1965 Nisan’ında İngiliz arkadaşım ornitolog Salazar L. Willem, Namibya’nın başkenti Windhoek’e 110 km mesafede yaşayan Kunga kabilesinden bir kaç kişinin Garuda kuşunu gördüklerini bana iletmişti. Bu kaçırılmayacak bir fırsattı ve ilerlemiş yaşıma rağmen Namibya’ya gitmeye karar verdim. 1965 Kasım’ında genç asistanım Efsun ile efsanevi Garuda kuşunu bulmak için, İstanbul’dan Namibya’ya doğru yola çıktık. Üç gün süren aktarmalı uçuş sonrasında başkent Windhoek’e vardık. Havaalanında bizi Salazar karşıladı. Gelişimize oldukça sevinmişti. Salazar da benim gibi ihtiyarlamıştı ama O da benim gibi iflah olmaz bir kuş bilimciydi..

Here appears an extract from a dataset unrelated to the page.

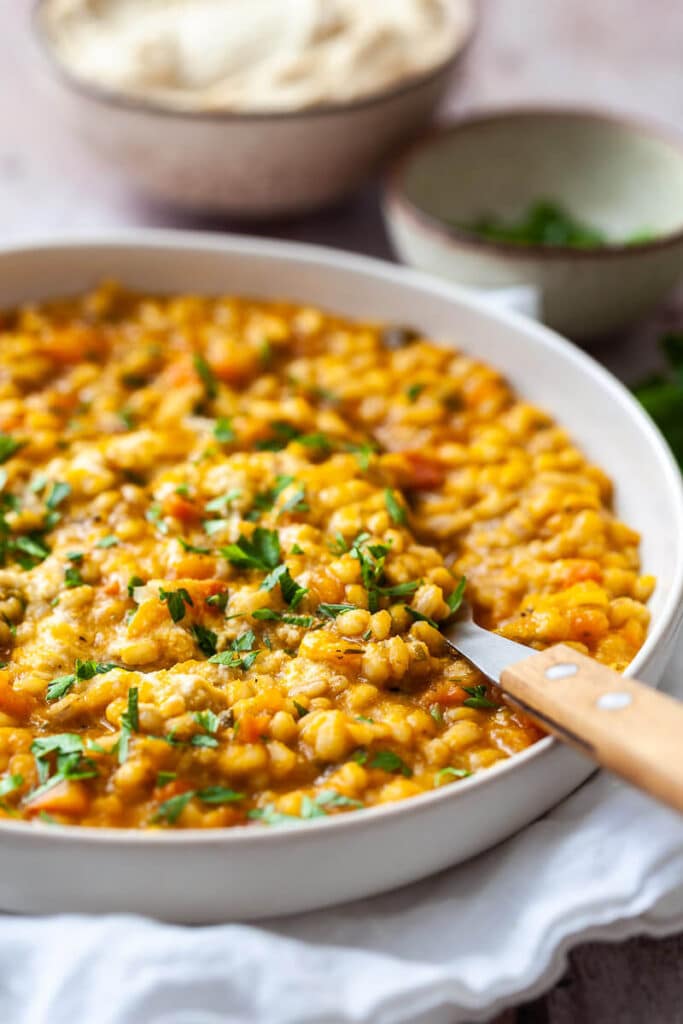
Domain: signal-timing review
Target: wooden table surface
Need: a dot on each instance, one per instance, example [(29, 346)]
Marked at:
[(621, 54)]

Havaalanından sonraki yolu bir araçla geçecektik. Üç gün süren yorucu bir yolculuktan sonra Kung kabilesinin yaşadığı köye vardık. Köy Brandberg Dağı’nın eteklerine kurulmuştu. Kabile yaklaşık 200 kişiden oluşuyordu. Tüm Afrikalı kabileler gibi Kung’larda neredeyse çıplak yaşıyorlardu. Sadece mahrem yerlerini örtüyor, kadınları ise göğüslerini de açıkta bırakıyorlardı. Kadınlar çocuklara bakıyor, meyve topluyor, keçi ve koyunlarla ilgileniyordu. Erkeklerin görevi ise avlanmaktı. Her sabah dörderli beşerli gruplar halinde dağılıyor, domuz, sincap, tavşan vb. hayvanları avlıyorlardı. Çocuklar çıplak bedenleriyle orda burda koşturuyor, avcılık oyunları oynuyorlardı.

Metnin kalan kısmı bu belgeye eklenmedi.